Privacy Architecture

GPT Lab has a robust privacy architecture to ensure sensitive and personal information is not sent to third-party LLM AI providers. Here are the key points:

📊 Data Isolation

GPT Lab is designed to be self-hosted, meaning all data processing and storage happens within our own infrastructure. This allows us to keep our and your data completely isolated and prevent any leakage to external parties.

🛠️ Local LLM Support

GPT Lab supports running open-source LLMs like Llama, Mixtral and Falcon locally on our own hardware (GPU or CPU). This enables a truly air-gapped system where no data ever leaves our premises. This is possible via support of Ollama, GPT4All and FastChat servers.

☁️ Cloud LLM Integration

When using a cloud LLM provider like Replicate, TogetherAI or HuggingFace, GPT Lab can integrate with them. These providers do not retain any data, ensuring your information remains private.

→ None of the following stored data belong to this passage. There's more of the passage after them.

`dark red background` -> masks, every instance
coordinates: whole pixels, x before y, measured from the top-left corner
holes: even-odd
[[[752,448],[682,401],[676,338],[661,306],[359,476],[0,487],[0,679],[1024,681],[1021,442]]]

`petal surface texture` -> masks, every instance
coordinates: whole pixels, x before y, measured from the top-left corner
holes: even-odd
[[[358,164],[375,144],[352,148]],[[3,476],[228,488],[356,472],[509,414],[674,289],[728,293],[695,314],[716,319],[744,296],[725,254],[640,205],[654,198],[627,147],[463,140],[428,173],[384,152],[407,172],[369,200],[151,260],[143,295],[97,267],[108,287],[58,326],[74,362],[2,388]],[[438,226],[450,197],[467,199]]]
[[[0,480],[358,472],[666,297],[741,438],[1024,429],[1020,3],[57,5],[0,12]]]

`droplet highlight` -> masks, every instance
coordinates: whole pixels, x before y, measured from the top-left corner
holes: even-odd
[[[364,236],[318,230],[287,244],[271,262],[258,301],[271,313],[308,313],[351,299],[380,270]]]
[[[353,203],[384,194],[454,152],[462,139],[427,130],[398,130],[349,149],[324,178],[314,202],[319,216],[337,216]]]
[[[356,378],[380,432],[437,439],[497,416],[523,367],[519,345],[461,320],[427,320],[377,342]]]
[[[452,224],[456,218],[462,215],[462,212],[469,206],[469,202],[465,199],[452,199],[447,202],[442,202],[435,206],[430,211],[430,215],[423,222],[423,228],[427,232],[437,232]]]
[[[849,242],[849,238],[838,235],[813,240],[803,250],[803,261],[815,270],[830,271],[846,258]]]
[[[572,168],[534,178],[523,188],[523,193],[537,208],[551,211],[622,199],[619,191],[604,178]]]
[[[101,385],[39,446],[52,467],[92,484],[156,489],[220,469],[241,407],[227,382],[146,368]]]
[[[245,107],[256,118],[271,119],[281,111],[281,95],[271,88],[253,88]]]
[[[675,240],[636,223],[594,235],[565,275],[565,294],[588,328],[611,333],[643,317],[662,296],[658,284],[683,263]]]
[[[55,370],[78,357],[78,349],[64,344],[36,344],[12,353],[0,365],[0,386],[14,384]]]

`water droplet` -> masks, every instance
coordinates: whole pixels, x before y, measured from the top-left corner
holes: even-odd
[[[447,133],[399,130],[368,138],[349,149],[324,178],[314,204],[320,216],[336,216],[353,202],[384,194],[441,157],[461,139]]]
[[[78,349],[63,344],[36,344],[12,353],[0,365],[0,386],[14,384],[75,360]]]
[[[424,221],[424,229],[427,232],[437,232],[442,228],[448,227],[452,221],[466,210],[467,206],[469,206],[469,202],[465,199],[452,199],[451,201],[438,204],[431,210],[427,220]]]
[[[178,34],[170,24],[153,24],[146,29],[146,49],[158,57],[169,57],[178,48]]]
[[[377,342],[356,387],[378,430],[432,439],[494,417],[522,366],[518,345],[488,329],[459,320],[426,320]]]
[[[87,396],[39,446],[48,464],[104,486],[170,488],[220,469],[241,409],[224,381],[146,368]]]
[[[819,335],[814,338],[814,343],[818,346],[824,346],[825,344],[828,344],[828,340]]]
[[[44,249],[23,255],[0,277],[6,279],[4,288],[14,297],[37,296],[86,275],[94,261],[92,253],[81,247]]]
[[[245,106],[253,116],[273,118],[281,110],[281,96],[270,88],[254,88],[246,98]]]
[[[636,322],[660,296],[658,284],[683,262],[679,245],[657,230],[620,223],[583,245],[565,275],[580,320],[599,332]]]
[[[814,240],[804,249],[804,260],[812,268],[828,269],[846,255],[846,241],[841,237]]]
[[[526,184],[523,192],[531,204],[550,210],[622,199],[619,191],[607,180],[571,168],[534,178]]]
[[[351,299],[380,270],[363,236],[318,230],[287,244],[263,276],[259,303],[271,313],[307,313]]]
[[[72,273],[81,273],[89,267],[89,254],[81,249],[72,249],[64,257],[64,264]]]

🕵️‍♂️Anonymization of personally identifiable information (PII)

In our self-hosted community version, when dealing with personal information, it is also possible to anonymize data before ingestion to the vector DB and in combination we add an "Anonymize Scanner" (such as LLM Guard and/or Microsoft Presidio) which acts as our digital guardian, ensuring that user prompts remain confidential and free from sensitive data exposure, before sending the prompt data to a third-party cloud LLM provider. This step is not necessary when self-hosting LLM.

📝Summary

In summary, GPT Lab's self-hosted nature, local LLM support, cloud integration options without data retention, and anonymization of personal information provide a robust privacy architecture to prevent sensitive data exposure.